El hambre corporal es la traza dolorosa del hambre de justicia. El pan que se va repartir debe ir acompañado de la posibilidad de hacer pan, de hacer mundo, de sembrar y cosechar, de figurar y configurar cosas reales y virtuales. Está bien la multiplicación del maíz y tener en qué almacenarlo, pero ¿por qué no sembrar alta tecnología en los 400 municipios del hambre? 

¡Hambre cero! es la consigna, cediendo un poco a la facilidad de la repetición de ese cero. Delincuencia cero , etc. Precisamente, el pensamiento de acabar con el hambre lleva a otra colina en donde se inmola todavía a muchos humanos: el analfabetismo. ¿Cómo pueden vivir los que saben leer y escribir frente a 6 millones que no saben leer ni escribir?

Hace siglos, un viejísimo amigo, canadiense, profesor de bachillerato, por cierto, se refería al mundo cerrado y oscuro en el que vivía su padre analfabeto.

No podía guiarse entre las calles, ni tomar el autobús correcto, ni leer los globitos significantes de las caricaturas de aquellos tiempos. 

¡Analfabetismo cero! podría ser un logro histórico. Una oleada serena e imaginativa lo puede alcanzar. En la familia, que el niño descifre el misterio de los signos a padres y abuelos, que les enseñe a dibujarlos.

La escuela, que irradie luz, ¿qué es una escuela que no irradia saber en sus entornos? Y en todo lugar y en todas partes.

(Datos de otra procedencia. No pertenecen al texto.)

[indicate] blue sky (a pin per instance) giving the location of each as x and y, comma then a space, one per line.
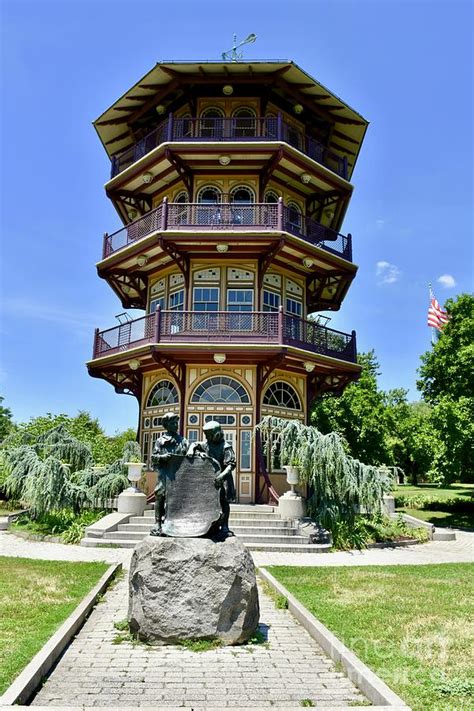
405, 65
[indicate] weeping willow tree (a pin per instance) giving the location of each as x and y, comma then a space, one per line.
56, 471
340, 485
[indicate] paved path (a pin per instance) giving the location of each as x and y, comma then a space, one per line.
458, 551
291, 667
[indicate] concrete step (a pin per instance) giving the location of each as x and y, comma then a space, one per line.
103, 543
294, 540
239, 526
289, 547
260, 522
126, 535
254, 531
253, 507
269, 547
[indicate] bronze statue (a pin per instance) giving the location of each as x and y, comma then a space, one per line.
186, 501
166, 445
216, 447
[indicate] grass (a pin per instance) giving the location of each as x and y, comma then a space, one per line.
428, 490
452, 507
410, 624
9, 507
36, 596
65, 523
443, 518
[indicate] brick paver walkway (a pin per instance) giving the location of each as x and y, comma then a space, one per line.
290, 668
458, 551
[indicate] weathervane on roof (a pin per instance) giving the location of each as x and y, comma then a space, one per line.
232, 54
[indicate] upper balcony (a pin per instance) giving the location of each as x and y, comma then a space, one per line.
200, 218
212, 130
185, 328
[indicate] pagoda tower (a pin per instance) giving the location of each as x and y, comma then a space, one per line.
231, 180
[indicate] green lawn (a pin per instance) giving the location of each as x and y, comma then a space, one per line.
36, 596
6, 508
452, 507
443, 518
410, 624
427, 490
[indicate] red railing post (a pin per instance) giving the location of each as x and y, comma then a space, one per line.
280, 324
279, 127
354, 347
164, 215
157, 324
96, 343
280, 214
169, 131
344, 167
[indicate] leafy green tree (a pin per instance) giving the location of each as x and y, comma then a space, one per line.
447, 383
447, 369
358, 415
6, 422
83, 427
55, 471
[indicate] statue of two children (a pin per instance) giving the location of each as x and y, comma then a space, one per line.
214, 446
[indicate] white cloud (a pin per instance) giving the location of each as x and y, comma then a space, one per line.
387, 273
447, 280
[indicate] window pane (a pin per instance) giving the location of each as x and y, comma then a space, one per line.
245, 450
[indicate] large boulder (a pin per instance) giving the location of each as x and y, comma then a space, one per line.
192, 588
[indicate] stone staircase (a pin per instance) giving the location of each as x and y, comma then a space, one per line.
259, 527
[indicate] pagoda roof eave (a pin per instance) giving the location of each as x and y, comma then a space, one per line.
113, 123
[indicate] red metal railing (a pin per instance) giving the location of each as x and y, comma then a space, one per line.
226, 327
230, 216
267, 128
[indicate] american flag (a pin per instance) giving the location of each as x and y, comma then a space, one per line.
437, 317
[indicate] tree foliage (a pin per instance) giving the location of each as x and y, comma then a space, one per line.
6, 422
447, 383
82, 427
55, 471
340, 484
359, 415
447, 369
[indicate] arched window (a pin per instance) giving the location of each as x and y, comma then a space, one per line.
183, 126
220, 388
244, 122
182, 196
281, 394
293, 136
163, 393
209, 195
212, 123
208, 212
271, 197
294, 218
180, 211
241, 196
271, 125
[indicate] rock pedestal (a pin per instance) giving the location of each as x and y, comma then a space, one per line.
192, 588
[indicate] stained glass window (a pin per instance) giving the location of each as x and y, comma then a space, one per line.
220, 388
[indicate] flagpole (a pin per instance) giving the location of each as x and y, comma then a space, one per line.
433, 335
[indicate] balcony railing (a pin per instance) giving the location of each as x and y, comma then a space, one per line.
230, 216
268, 128
226, 327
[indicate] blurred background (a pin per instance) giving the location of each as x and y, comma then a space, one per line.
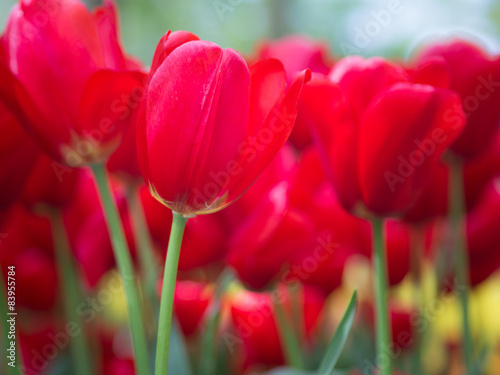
389, 28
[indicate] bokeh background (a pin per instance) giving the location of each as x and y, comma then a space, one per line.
240, 24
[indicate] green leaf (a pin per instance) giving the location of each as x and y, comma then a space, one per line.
339, 339
179, 359
294, 371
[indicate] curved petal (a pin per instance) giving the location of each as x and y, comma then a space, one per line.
271, 121
192, 115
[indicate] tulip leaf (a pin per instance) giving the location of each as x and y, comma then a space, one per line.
339, 339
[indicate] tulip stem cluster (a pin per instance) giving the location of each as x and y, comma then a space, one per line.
125, 265
80, 351
144, 246
167, 294
383, 329
458, 232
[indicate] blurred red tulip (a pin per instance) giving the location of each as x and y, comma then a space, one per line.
18, 155
191, 300
253, 319
204, 239
192, 156
382, 141
49, 184
269, 238
475, 76
78, 91
483, 236
297, 53
26, 243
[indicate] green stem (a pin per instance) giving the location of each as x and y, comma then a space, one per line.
144, 245
416, 261
383, 328
288, 339
167, 294
16, 370
125, 265
457, 214
71, 292
212, 322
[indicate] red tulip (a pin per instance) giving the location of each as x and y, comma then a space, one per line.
49, 184
478, 173
92, 242
297, 53
475, 76
209, 124
26, 243
398, 251
204, 239
483, 237
381, 140
269, 237
191, 300
253, 319
18, 154
78, 90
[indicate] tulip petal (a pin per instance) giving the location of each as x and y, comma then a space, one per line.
106, 108
191, 116
271, 121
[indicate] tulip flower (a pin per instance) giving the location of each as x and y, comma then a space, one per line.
257, 328
297, 53
190, 303
381, 143
207, 128
18, 155
475, 76
272, 235
483, 238
78, 90
28, 247
210, 124
355, 131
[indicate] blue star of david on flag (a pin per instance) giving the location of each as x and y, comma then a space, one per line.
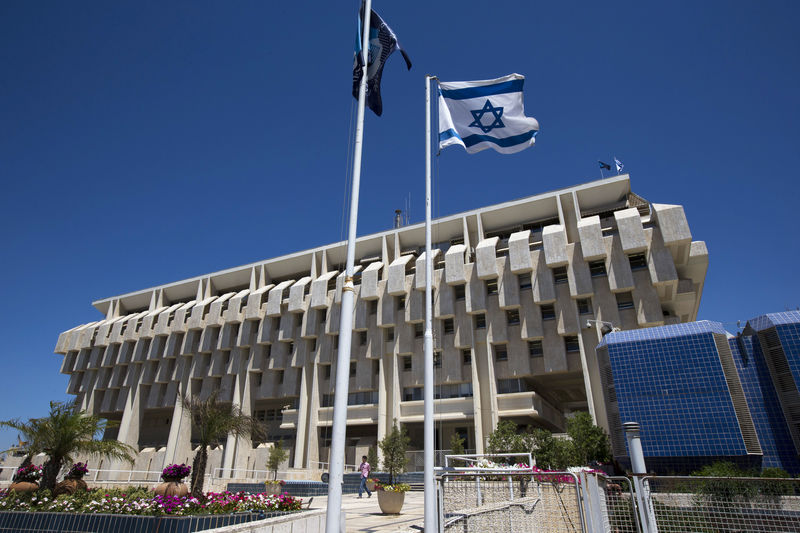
477, 114
485, 114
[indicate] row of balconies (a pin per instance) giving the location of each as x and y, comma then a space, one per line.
305, 293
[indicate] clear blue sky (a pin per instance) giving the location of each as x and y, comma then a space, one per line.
147, 142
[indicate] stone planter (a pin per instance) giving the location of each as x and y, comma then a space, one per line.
172, 487
274, 489
24, 486
70, 486
391, 502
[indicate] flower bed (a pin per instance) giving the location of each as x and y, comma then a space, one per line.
30, 473
176, 471
137, 501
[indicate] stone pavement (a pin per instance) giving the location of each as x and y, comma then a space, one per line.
365, 515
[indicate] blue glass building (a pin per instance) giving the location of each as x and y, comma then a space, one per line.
702, 395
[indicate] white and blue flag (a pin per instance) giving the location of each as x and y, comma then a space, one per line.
485, 114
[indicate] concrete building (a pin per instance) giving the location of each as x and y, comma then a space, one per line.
703, 395
516, 285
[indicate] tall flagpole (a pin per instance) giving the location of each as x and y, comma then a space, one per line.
336, 472
431, 523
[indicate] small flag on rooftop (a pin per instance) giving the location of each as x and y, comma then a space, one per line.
485, 114
382, 42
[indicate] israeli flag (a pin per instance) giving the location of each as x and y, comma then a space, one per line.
485, 114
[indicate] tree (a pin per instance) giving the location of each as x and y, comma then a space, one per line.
551, 453
394, 447
277, 455
456, 444
372, 457
213, 422
29, 431
506, 438
590, 441
65, 433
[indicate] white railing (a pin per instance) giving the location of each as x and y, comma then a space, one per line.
473, 460
324, 466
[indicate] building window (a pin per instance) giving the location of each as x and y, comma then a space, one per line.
453, 390
512, 317
460, 292
560, 274
597, 268
637, 261
624, 300
571, 343
500, 352
508, 386
535, 349
411, 394
491, 286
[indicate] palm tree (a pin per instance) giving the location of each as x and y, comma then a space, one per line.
66, 432
29, 431
214, 421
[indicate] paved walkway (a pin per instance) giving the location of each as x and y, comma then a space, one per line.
365, 515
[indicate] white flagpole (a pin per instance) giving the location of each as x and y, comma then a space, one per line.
431, 523
336, 472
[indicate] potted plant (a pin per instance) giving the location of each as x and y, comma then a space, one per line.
277, 455
393, 446
173, 484
26, 479
73, 481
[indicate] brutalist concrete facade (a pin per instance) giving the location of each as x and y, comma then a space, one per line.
516, 285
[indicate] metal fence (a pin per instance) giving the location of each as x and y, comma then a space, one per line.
706, 504
101, 523
510, 502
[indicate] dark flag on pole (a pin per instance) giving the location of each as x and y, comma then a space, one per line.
382, 42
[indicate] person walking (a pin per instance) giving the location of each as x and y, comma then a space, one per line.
365, 469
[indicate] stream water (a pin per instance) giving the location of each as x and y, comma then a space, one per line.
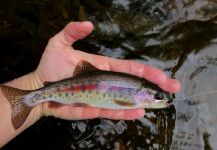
177, 36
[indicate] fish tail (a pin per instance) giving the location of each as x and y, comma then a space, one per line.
20, 110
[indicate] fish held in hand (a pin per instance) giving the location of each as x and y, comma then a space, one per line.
88, 87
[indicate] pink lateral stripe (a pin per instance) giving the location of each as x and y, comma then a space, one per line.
79, 88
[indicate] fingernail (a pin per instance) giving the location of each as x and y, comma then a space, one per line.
141, 113
161, 78
176, 86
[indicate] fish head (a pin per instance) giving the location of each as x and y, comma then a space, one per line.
149, 98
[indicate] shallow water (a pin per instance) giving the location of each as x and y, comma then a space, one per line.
178, 36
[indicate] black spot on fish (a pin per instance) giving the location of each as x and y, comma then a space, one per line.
104, 95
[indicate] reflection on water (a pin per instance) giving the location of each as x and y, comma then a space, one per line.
178, 36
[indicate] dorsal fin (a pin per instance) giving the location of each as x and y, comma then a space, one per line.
47, 83
84, 67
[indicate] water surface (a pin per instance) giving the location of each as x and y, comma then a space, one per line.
177, 36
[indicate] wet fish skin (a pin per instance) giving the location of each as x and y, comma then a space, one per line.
88, 87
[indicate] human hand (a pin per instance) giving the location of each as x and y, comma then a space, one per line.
59, 60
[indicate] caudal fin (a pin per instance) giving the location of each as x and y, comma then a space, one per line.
20, 110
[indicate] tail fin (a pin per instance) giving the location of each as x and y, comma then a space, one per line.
20, 110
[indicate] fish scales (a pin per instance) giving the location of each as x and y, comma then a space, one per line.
88, 87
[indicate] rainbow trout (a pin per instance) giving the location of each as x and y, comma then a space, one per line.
88, 87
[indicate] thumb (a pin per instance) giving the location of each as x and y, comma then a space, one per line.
74, 31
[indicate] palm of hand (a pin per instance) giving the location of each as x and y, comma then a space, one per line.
59, 60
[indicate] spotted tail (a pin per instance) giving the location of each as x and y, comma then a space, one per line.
20, 110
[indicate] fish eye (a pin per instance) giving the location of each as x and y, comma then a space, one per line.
159, 96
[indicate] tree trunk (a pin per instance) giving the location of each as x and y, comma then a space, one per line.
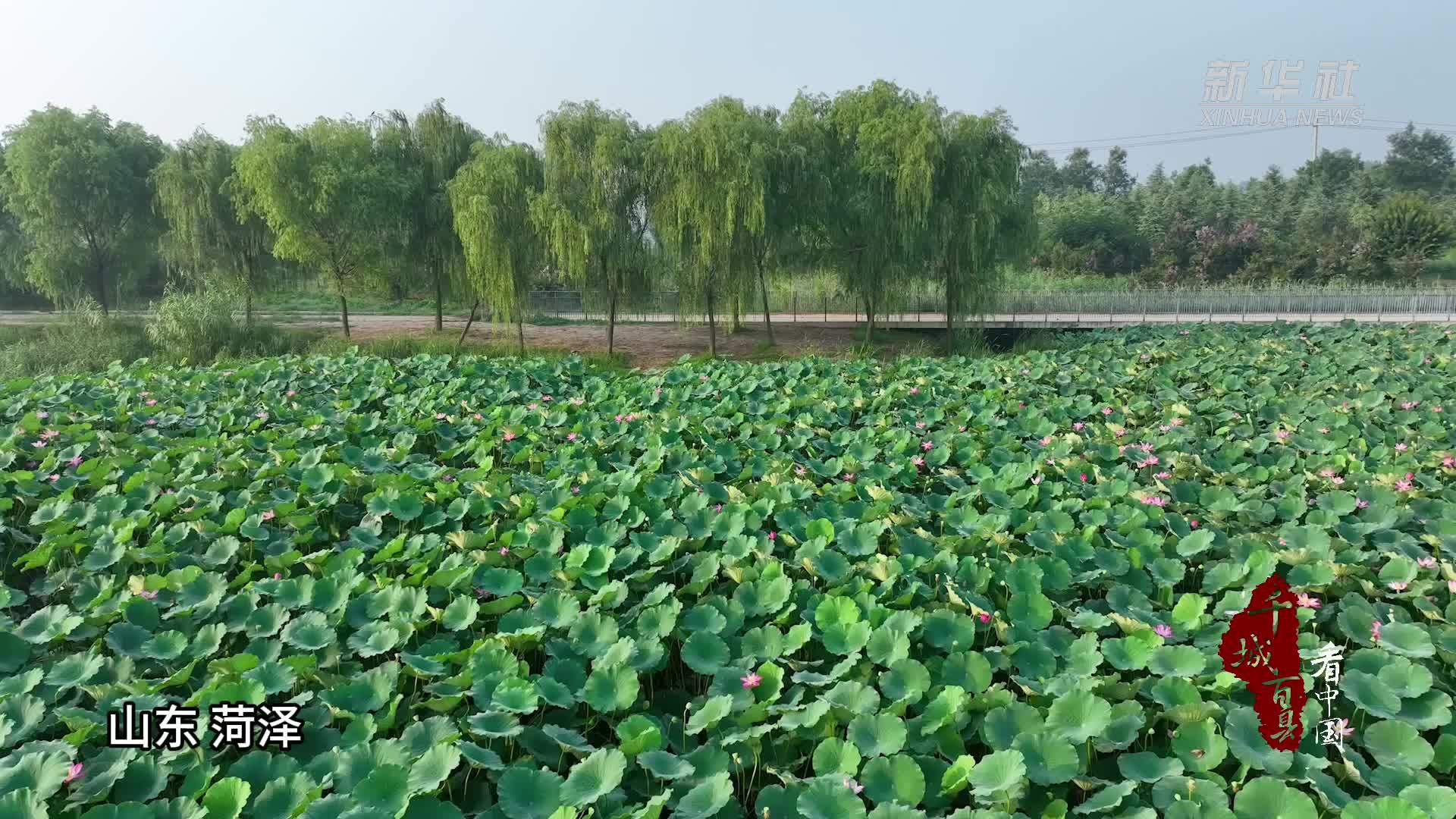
767, 325
712, 325
612, 318
440, 295
471, 321
101, 289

Palacios municipales, oficinas diversas, lugares de trabajo, calles y plazas públicas. Reeditar las viejas cartillas o diseñar nuevas, pero ya. Luego, todas las editoriales, incluidas las transnacionales, regalarán libros, primero los de letra grande, luego, los de pequeña. Abrir un libro, hojear el universo del sí mismo.